I’m going to have to get my teeth involved.

‘Any luck?’ she asks. Her voice comes to me through the sensory haze the sight of the tiniest hairs on her neck is inducing.

‘Nope.’ Dammit. ‘You were right. If I pull them apart, I’ll most likely bugger the necklace. I think I’ll have to break the threads with my teeth, if that’s okay.’

‘Okay.’ Her voice is small. She’s still bracing herself against the wall with her hand as I loom behind her, the back of her skirts brushing against the front of my doublet.

This is not a good position. Not in the slightest. I know exactly what it makes me think of, and that’s something I can’t allow, not for a second, because my fabric codpiece will be no protection at all. For her or for me.
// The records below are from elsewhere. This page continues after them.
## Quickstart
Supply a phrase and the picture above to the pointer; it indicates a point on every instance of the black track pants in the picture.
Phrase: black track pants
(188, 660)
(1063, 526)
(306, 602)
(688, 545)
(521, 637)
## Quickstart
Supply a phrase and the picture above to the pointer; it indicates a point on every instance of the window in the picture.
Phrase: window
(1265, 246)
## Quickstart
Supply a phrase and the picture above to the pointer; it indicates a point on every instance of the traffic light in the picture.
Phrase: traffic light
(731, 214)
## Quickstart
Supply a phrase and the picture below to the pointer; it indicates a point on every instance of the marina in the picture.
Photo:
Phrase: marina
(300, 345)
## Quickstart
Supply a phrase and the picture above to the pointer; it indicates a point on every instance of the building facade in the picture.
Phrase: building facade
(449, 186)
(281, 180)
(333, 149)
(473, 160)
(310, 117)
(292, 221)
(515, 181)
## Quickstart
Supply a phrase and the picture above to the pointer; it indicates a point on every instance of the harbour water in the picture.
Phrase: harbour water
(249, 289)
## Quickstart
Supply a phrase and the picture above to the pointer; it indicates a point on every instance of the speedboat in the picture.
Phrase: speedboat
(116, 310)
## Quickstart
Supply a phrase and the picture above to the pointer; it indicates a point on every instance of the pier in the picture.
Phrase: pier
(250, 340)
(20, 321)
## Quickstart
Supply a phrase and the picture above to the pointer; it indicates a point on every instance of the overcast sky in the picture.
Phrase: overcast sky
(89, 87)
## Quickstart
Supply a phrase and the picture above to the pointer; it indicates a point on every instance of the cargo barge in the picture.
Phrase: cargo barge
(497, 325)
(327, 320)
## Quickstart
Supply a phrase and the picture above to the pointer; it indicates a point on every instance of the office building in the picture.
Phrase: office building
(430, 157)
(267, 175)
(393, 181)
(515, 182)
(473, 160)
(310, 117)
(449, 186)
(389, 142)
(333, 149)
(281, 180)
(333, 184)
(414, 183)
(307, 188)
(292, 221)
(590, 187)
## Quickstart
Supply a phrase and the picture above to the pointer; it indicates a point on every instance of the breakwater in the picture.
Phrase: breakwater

I take one more step, closing the distance between us, and lower my head to the patch of her skin that’s never failed to undo me, these past few months. A smattering of goosebumps has erupted on the nape of her neck. My fingers are shaking. Fuck’s sake.

My mouth closes over the offending part of her choker. It’s so bloody short that there’s no slack to pull it away from her skin. My cheek is actually resting against her neck. The coiled hair of her bun touches my temple. My mouth and nose are far too close to her skin for this to be in any way sensible.

That sweet scent invades me again.

Jesus Christ.

She’s so much better up close. Better in every way than I could have possibly imagined.

The desire to turn my head, to kiss her, to wrap a hand around her shoulder and clamp down on her breast and pull her to me while I devour her skin with my lips and teeth and tongue is so acute, so intense, I could faint from it. This must be how crack addicts feel.

I close my eyes, savouring the moment as I use my heightened sense of touch to find the trapped fibres and my heightened sense of smell to drink her in. Because God knows, I’m unlikely to have another opportunity like this. I grit the threads between my teeth and they fray easily. Too easily.

The fabric comes away from the necklace, and I reluctantly raise my head from her body. I put my hands on the choker to straighten it up, sliding pearls over skin until the clasp is perfectly centred at the back of her still-bowed neck.

There.

Perfect.

I pause for a second, allowing my thumbs the briefest contact with the skin directly below her choker. My fingertips graze the hallowed spots where her square neckline meets her shoulders on either side, and I bow my head in reverence.